UEMA Literatura deste domingo apresenta a crônica “Arapuca”


Por em 19 de dezembro de 2021



                                                             

Nesta edição, o UEMA Literatura apresenta a crônica “Arapuca”, de autoria do professor do curso de Direito, Jean Nunes.

Arapuca

 

O domingo nem havia amanhecido quando me dei conta do alvoroço causado por um jovem beija-flor que entrou aqui em casa. Voou pela porta e atravessou o mezanino, exibindo-se para os moradores. Lindo e de um colorido exuberante que se refletia nas asas ansiosas, ele se movimentava de um lado para o outro, numa velocidade que os segundos tinham dificuldade de acompanhar. Apaziguou-se quando pousou na orquídea pendurada na palmeira que guarnece a sala e nela bebericou o néctar que lhe premiou a ousadia. Mas não quis se demorar. Logo manifestou o desejo de encontrar o caminho de volta para a casa.

Saudou a embevecida plateia e subiu em direção à claridade que entrava pela janela vertical que corta a parede da sala. Em vão. Apenas a parte de baixo possui uma abertura. O estirão de vidro de cinco metros é uma daquelas ilusões com que o destino testa a resiliência dos que habitam este planeta. Se a transparência é traiçoeira para os humanos, para as aves é insuperável. Mas ele não se resignou. Seu bico tilintou repetidas vezes no cristal. De um lado, do outro… A barreira, porém, permanecia indiferente e inflexível.

Apressamo-nos em abrir as outras janelas. Mas como avisá-lo? Sob sua vista, só havia o céu límpido pela frente… E como convencê-lo de que valeria a pena enfrentar os riscos que o chão expõe para seguir adiante? Ele não nos compreendeu. Ou compreendeu, mas não quis se arriscar. Pousou novamente na palmeira. Respirou. Olhou em volta e se deu conta de que estava numa arapuca. Foi possível perceber a tensão que tomou conta de seus pequeninos olhos.

Corri para pegar a escada. Talvez conseguisse estender um cabo de vassoura e guiá-lo. Mas aquele não era um papagaio ou uma rolinha e a minha solução não era a sua. Quanto mais me aproximava, mais distante e aflito ele ficava. Muita presunção a minha de achar que ele confiaria em mim. Nem nos conhecíamos. Imaginei que, se nos aquietássemos e lhe déssemos um pouco de paz, talvez achasse solução, por si mesmo, para os desafios daquele momento de sua vida.
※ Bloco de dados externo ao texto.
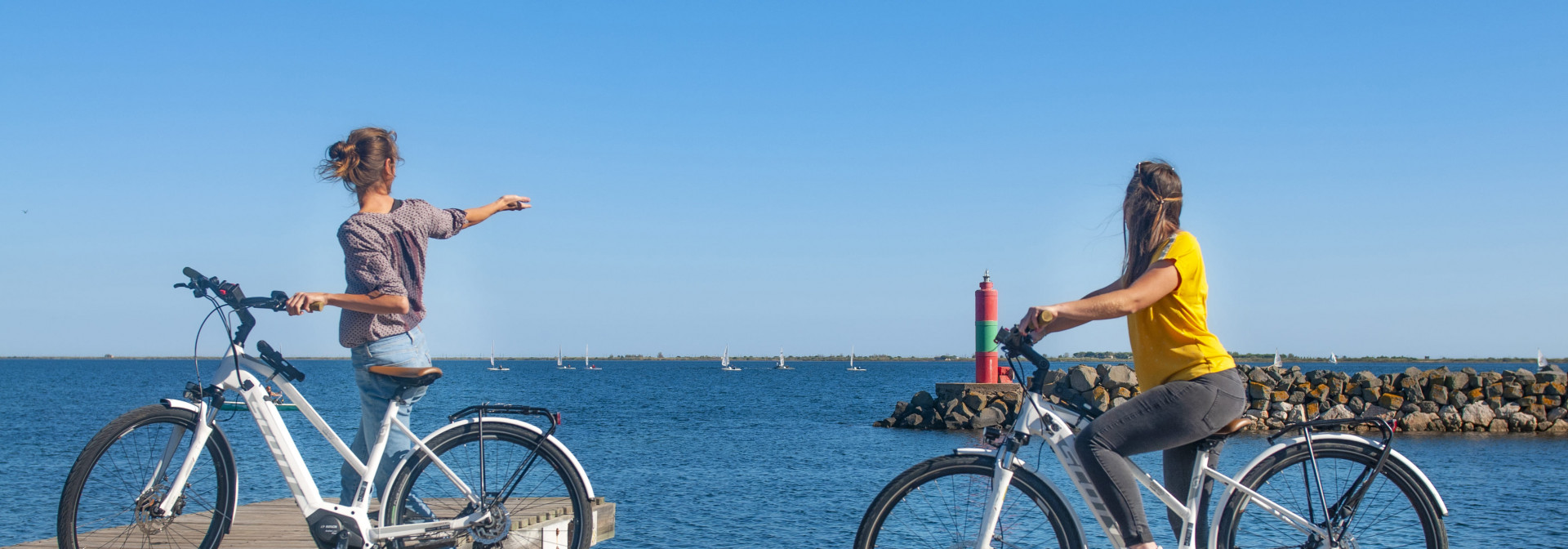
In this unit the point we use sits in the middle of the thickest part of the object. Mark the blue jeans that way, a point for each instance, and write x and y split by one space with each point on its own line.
375 395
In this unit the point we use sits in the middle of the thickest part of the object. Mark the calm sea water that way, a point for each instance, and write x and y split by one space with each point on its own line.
703 458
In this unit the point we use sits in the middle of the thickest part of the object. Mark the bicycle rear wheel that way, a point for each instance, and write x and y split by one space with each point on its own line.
1396 510
545 507
115 485
940 504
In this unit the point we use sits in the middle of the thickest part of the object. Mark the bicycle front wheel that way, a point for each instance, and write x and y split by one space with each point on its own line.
114 491
941 501
1396 510
529 485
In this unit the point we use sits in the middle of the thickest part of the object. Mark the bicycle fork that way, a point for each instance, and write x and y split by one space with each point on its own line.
1000 477
198 443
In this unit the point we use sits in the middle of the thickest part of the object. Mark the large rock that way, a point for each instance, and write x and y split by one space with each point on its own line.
1101 399
1366 380
1552 373
1392 400
1418 422
1457 382
1339 412
1377 412
1258 391
1459 399
922 400
1082 378
1477 413
1259 375
988 417
974 400
1120 377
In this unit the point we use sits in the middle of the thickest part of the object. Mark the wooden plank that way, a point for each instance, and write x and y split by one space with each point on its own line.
278 524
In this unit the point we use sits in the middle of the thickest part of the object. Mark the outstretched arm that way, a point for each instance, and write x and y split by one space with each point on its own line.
375 303
1111 301
502 204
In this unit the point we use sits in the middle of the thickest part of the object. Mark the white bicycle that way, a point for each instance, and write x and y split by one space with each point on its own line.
1316 490
163 474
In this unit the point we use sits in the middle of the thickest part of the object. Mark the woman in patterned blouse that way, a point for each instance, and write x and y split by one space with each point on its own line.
385 261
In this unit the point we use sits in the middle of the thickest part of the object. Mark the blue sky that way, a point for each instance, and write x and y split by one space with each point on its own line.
1365 179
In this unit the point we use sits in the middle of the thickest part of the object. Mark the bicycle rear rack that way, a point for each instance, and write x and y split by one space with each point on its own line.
1338 515
511 410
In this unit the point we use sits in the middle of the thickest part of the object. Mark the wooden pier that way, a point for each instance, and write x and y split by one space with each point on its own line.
278 524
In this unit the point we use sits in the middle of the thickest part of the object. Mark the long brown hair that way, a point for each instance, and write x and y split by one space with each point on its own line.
359 160
1150 216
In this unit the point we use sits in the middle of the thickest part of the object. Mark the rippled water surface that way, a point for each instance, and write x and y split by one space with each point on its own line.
697 457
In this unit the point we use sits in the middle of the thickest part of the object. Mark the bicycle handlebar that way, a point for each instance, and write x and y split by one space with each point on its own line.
231 294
Deixei a sala e levei os pequenos para o quarto. Desconversei, tentando distraí-los. Esqueçamos o beija-flor, logo ele vai embora – disse muito mais para mim mesmo que para os meninos. Outra ilusão. Conversa alguma nos despertou a curiosidade. O apreensivo silêncio que se fez entre nós era incomodado apenas pelo frenético som que saía do movimento incessante de suas asas. Revezava-se entre as duas janelas, num trabalho de persistência que o martirizava e nos comovia.

Até que descansou sobre o guarda-corpo do mezanino. Foi o pequeno quem anteviu o perigo: Pai, o Romeu! Foi por pouco. Não é todo predador que tem a destreza de um felino. Ele se espreitava atrás da cortina para dar o bote quando fiz o sinal. O beija-flor desta vez entendeu e alou, com a força que lhe restava, para se refugiar no pendente, exausto e desanimado. Havia tentado de tudo. Aquietou-se diante das adversidades que resultavam de circunstâncias maiores que sua capacidade de compreensão.

O meu pequenino foi até a cozinha e encheu uma pequena tigela com água, que deixou sobre a mesa. O beija-flor resistiu, mas acabou aceitando a gentileza. Bebia de frente para nós e de costas para o quintal. Na sua perspectiva, só havia prisão; na nossa, bastava se virar, que encontraria a porta da varanda escancarada.

A natureza também se compadeceu dele. Um Bem-te-vi cantou do alto da mangueira. Era um outro idioma. Mas a liberdade é uma palavra, como já o poetizou Cecília Meireles, que não há quem não entenda.

O visitante se virou e voou de volta para casa.